Qui entra in scena il Fatto. L’Evento. Abbiamo trovato il messia. Dice Giovanni (1, 41). Perché questo ci chiede la nostra anima. Il Salvatore. E lui è venuto. È nella Storia.

Cristo introduce l’avvenimento della salvezza. Il suo transito terrestre dà un profilo certo al traguardo che brancola la nostra insoddisfazione. Ma, nota don Carrón, questo fatto di per sé non salva. È una promessa che sta a noi avverare. E l’unico modo è stare dritti di fronte alla realtà, cercare in ogni esperienza della nostra vita la briciola, come provetti Pollicino, che ci avvicini al significato, che colori l’attesa di speranza.

L’uomo contemporaneo è disposto a investire il suo tempo, la sua fatica intellettuale, nella cura di una speranza così effimera? Non è forse il nostro il tempo della concretezza? In fondo l’uomo contemporaneo vive seguendo questo dogma: quello che non riesco a capire, possedere, non esiste.

È sempre la realtà a soccorrerci, realtà materna, fatta di gesti concreti che rimandano all’invisibile. Perché il senso dei segni, dice Carrón, è l’amore. Dunque, è nella testimonianza di chi lo introduce nella quotidianità la prova che resiste al tempo. Perché l’amore c’è, esiste.

La presenza di Cristo nella nostra epoca non viene più trasferita come fatto sociale, educativo, e questo, e non si può non essere d’accordo con Carrón, di per sé è una grande occasione di ricerca sincera. In questi termini, la nostra epoca appare come profondamente propizia. Ognuno può vivere il suo viaggio dentro la fede, dentro l’altro, in piena libertà, senza pregiudizi, alla ricerca di tutto ciò che porti testimonianza concreta della Presenza del Salvatore. E sono molti quelli che consapevolmente, o senza consapevolezza alcuna, incarnano con il loro amore la presenza di Cristo.
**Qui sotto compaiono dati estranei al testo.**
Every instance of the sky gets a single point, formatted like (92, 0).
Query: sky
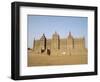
(39, 24)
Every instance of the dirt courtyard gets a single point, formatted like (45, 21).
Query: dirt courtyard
(46, 60)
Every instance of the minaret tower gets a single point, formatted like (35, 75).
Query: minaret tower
(43, 42)
(70, 41)
(55, 43)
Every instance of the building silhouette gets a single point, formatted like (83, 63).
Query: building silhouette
(59, 46)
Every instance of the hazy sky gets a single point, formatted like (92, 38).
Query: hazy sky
(38, 24)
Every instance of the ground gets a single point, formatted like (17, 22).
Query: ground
(45, 60)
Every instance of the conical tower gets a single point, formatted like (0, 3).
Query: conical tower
(70, 41)
(43, 42)
(55, 43)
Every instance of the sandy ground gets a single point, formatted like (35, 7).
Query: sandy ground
(45, 60)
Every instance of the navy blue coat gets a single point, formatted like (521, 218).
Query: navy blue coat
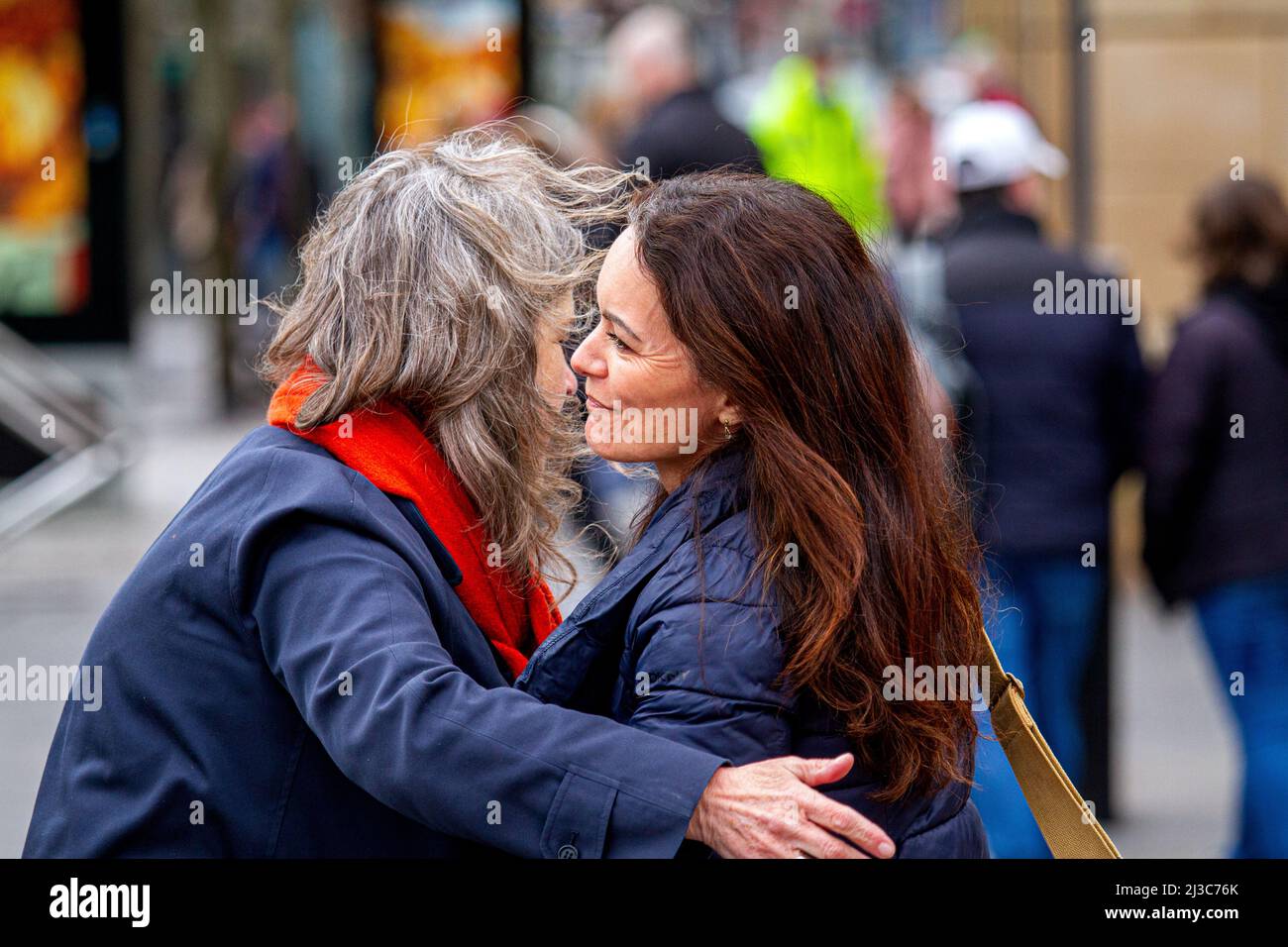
(226, 727)
(634, 650)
Arrivare all’abbandono totale nella fede, alla grazia di una speranza piena, quella che sa sostenerci nei momenti di buio, quella che sorride con noi alla bellezza della vita, dando alla bellezza stessa altro valore e profondità.

Ma chi arriva a una speranza di questa tempra? Don Carrón chiude il cerchio tornando alle premesse del libro. Ci arriva chi ha il coraggio di fronteggiare, un giorno alla volta, le pieghe della realtà, trovando in essa la Presenza che ci fa superare ogni prova.
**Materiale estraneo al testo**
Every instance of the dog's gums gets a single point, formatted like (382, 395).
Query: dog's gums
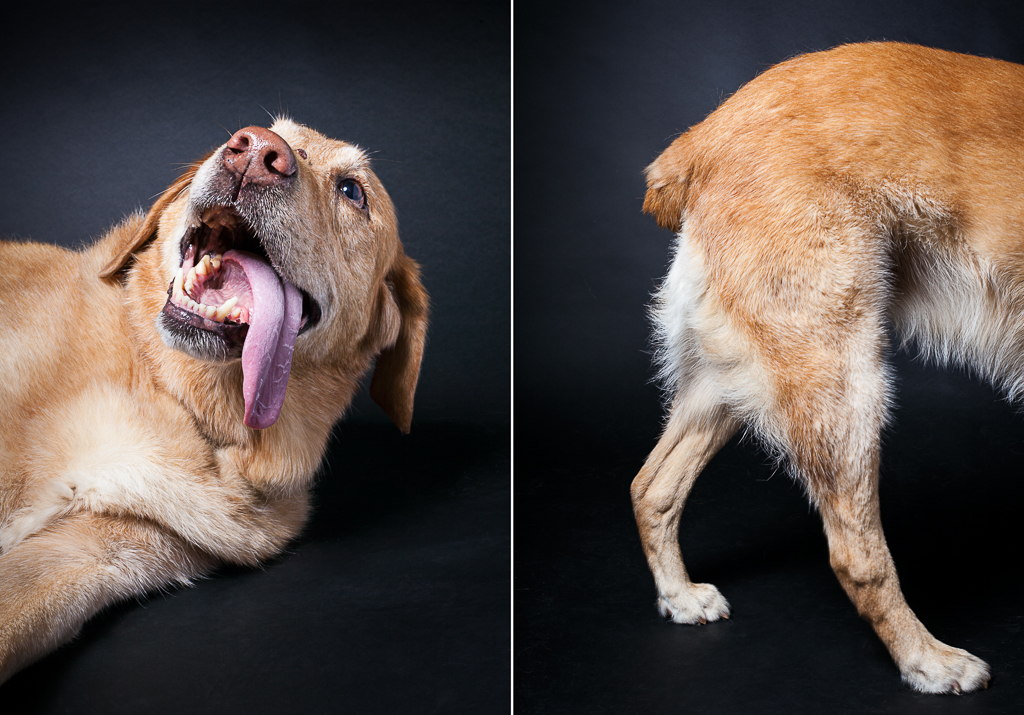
(226, 280)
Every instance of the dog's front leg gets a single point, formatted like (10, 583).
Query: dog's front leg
(56, 579)
(862, 562)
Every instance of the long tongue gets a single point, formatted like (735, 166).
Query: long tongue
(266, 354)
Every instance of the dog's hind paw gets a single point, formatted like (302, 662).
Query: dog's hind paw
(945, 669)
(694, 603)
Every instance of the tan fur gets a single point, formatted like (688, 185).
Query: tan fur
(126, 465)
(835, 195)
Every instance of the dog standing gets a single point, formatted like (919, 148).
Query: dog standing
(166, 394)
(837, 194)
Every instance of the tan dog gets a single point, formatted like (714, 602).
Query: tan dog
(146, 431)
(835, 195)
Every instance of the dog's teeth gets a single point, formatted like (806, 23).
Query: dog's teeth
(225, 309)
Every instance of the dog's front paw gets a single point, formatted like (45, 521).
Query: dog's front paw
(694, 603)
(944, 669)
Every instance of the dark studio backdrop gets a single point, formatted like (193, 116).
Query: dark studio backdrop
(601, 89)
(396, 598)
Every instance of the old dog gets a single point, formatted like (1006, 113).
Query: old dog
(170, 413)
(836, 195)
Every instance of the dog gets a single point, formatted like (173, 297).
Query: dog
(835, 196)
(167, 410)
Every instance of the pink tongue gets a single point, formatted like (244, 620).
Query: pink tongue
(266, 355)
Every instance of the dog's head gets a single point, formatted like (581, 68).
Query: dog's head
(285, 242)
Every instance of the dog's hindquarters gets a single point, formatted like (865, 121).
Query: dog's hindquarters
(774, 314)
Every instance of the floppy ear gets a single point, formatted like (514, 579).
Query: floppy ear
(148, 227)
(397, 370)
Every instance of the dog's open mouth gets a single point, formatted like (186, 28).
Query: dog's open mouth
(227, 289)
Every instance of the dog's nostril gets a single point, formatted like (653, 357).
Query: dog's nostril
(260, 156)
(239, 143)
(278, 165)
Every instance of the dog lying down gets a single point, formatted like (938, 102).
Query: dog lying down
(171, 415)
(835, 195)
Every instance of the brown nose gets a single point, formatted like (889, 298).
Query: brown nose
(258, 156)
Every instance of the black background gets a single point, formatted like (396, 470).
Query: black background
(397, 596)
(600, 91)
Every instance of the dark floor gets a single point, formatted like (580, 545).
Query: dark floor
(395, 599)
(588, 638)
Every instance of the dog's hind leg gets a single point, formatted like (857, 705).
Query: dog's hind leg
(697, 428)
(53, 581)
(828, 418)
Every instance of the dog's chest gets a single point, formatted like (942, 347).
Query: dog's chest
(98, 452)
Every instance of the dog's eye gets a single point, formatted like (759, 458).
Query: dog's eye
(352, 192)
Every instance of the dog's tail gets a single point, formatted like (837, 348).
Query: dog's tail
(669, 184)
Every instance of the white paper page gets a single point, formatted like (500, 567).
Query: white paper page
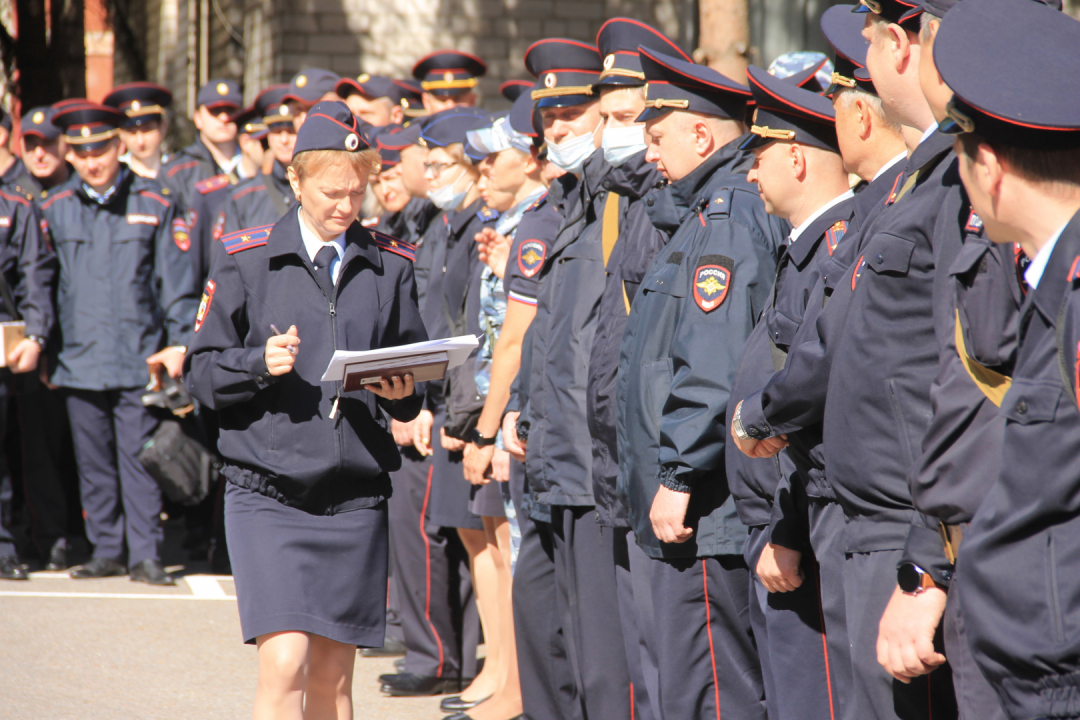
(457, 351)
E la prova, le prove, sono sempre le stesse. Quelle che la pandemia di covid-19 ha con prepotenza riportato all’attenzione di tutti. La morte. La sofferenza. L’incertezza del destino che ci attende.
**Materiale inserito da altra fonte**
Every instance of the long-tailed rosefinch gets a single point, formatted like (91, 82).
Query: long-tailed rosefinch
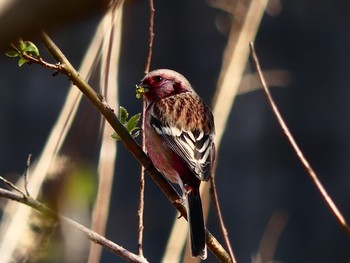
(179, 132)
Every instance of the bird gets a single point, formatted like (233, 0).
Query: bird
(179, 137)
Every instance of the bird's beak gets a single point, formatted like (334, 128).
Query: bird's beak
(141, 90)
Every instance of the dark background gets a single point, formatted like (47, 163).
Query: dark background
(258, 174)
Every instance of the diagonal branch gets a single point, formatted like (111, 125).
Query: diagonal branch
(91, 235)
(100, 103)
(310, 171)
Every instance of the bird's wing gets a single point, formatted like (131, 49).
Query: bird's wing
(194, 147)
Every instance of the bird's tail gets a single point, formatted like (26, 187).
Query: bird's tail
(196, 223)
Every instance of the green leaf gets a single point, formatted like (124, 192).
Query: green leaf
(22, 61)
(115, 136)
(123, 115)
(21, 45)
(31, 49)
(131, 124)
(12, 54)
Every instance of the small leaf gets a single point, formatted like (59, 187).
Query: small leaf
(131, 124)
(31, 49)
(21, 45)
(123, 115)
(115, 136)
(139, 91)
(12, 54)
(22, 61)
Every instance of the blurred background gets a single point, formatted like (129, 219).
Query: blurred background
(259, 178)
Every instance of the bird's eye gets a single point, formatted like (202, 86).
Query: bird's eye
(158, 79)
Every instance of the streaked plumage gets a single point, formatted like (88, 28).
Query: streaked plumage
(179, 131)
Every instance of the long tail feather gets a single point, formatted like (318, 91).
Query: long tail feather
(196, 223)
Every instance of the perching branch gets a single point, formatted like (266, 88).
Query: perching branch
(311, 173)
(64, 67)
(91, 235)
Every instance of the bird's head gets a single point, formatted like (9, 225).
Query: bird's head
(162, 83)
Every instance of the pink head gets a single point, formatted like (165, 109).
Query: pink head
(162, 83)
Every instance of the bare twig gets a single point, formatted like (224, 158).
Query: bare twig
(26, 174)
(223, 229)
(142, 174)
(128, 140)
(11, 185)
(151, 36)
(93, 236)
(108, 150)
(311, 173)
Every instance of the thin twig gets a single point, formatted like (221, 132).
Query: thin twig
(224, 232)
(144, 105)
(26, 174)
(93, 236)
(151, 36)
(11, 186)
(311, 173)
(130, 144)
C’è speranza? Il fascino della fede, percorre, tappa dopo tappa, quel viaggio che ognuno dovrebbe compiere per arrivare all’avvenimento che serba nel cuore. Perché nessuno, nessuno, e gridatelo a gran voce quando lo sentite affermare, è privo di quell’istinto al significato che gli urla dentro. Semmai, e sono moltissimi, la maggioranza, quelli a essersi convertiti al culto della distrazione. Don Julián Carrón ci ricorda che la speranza è possibile, occorre però la curiosità dei viaggiatori disposti a scoprire quel che non conoscono, e ad affidarsi alla realtà, molto più benigna di quanto non si dica.